Ma un tale trionfo non è arrivato senza un prezzo pesante. Sì, Israele è emerso come un colosso regionale, uno che vuole cambiare la mappa della regione, destabilizzare i suoi vicini e realizzare progetti nefasti. Ma la sua immagine in tutto il mondo è stata offuscata irreparabilmente. La maggior parte dei suoi alleati occidentali sta ora denunciando le sue politiche a Gaza e in Cisgiordania.
Netanyahu sta anche rompendo i legami instabili di Israele con il suo alleato più importante, gli Stati Uniti, senza i quali il suo paese non può sopravvivere. Israele è diventato uno stato paria agli occhi della maggioranza degli americani di entrambi i principali partiti politici. Le dinamiche delle relazioni USA-Israele stanno cambiando e, sebbene il risultato non appaia presto, si vedrà a un certo punto.
Il leader israeliano troverà il modo di continuare la guerra genocida. Spingerà Trump a riconoscere l’annessione della Cisgiordania. I suoi partner di estrema destra lo costringeranno a definanziare l’Autorità palestinese e a dividere ciò che resta della Cisgiordania, mentre pianifica lo spostamento forzato dei palestinesi.
La visione narcisistica di Netanyahu di se stesso come uomo in missione ha già danneggiato Israele dall’interno. Ha screditato il messaggio degli Accordi di Abramo e le prospettive di pace nella regione. Per molti israeliani, Netanyahu non era riuscito a consegnare la vittoria a Gaza a causa delle sue ragioni egoistiche, sacrificando gli ostaggi. E quando molti paesi influenti annunceranno il loro riconoscimento di uno stato palestinese, a settembre, Netanyahu si vendicherà e peggiorerà le cose per Israele, i palestinesi e l’intera regione.
Trump sbaglia a presumere che l’occupazione di Gaza City distruggerà Hamas e porrà fine alla guerra. Domenica, quasi un milione di israeliani sono scesi in piazza per esprimere il loro rifiuto dell’ultima mossa di Netanyahu.

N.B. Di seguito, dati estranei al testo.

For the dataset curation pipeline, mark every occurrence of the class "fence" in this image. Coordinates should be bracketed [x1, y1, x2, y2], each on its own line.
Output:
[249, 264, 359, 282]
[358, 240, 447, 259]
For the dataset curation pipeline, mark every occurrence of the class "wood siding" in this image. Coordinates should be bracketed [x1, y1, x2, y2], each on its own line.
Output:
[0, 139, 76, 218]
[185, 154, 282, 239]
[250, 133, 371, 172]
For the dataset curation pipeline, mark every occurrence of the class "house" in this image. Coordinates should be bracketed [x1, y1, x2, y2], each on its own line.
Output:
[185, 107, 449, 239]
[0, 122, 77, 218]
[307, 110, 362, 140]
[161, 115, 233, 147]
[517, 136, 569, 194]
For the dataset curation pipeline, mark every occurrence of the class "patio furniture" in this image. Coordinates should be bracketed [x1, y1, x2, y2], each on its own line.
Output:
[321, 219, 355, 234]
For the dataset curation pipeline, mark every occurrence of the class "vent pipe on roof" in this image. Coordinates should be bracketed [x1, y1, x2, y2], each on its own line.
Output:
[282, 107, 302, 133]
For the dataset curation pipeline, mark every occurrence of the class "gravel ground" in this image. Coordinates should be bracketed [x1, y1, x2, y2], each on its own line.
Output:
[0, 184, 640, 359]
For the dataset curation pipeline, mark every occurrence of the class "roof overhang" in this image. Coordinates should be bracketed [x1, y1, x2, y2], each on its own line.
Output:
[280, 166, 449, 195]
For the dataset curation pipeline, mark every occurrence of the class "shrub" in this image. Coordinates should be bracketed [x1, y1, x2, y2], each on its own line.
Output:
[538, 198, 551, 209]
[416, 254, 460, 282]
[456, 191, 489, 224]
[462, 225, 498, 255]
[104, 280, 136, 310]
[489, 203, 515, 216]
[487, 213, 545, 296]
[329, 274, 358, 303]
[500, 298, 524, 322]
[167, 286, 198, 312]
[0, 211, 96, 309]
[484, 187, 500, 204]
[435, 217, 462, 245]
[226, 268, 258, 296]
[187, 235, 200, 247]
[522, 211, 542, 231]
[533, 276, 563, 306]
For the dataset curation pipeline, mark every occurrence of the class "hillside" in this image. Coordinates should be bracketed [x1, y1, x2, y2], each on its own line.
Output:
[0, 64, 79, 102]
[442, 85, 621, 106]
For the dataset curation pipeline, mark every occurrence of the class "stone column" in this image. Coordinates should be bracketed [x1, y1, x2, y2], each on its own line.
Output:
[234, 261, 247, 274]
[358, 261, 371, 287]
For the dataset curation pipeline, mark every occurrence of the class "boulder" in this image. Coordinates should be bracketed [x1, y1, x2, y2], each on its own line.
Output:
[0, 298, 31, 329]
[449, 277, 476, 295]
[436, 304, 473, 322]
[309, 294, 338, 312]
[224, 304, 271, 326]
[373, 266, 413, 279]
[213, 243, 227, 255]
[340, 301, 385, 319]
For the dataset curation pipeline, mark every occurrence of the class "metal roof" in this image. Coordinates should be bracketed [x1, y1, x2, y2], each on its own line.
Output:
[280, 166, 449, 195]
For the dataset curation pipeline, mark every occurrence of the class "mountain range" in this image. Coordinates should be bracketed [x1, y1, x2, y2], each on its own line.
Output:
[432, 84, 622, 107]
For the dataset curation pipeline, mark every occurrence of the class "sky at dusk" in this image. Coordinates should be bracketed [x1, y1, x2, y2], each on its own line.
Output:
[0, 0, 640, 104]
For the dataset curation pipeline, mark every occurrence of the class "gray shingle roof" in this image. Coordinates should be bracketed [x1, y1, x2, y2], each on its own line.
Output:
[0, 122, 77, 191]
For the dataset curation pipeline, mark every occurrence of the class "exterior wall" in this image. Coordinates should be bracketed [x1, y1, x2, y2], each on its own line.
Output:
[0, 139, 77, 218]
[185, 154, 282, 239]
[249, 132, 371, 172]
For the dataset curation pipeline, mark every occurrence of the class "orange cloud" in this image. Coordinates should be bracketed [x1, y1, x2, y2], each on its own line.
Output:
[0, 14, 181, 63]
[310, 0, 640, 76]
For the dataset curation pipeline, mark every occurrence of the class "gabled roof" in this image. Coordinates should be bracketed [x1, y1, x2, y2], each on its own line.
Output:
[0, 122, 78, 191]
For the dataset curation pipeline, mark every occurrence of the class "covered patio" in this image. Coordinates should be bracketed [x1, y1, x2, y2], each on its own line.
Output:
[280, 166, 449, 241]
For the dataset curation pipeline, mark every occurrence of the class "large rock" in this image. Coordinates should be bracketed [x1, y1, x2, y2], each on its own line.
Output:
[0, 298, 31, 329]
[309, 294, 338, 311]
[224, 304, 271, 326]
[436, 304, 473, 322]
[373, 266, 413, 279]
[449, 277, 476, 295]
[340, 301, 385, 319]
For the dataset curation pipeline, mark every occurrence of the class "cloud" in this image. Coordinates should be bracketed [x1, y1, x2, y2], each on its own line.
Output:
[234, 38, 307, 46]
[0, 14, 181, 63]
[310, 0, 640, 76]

Come ha detto un funzionario europeo: “Netanyahu stesso è ora il problema”. Questo è il sentimento condiviso dei leader di tutto il mondo e della maggioranza degli israeliani. Netanyahu potrebbe pensare a se stesso come a un uomo in missione, ma non è così che il mondo lo vede. Un uomo che ha provocato l’uccisione di oltre 60.000 palestinesi, e minaccia di ucciderne e sfollarne ancora di più, è un criminale che dovrebbe affrontare la giustizia.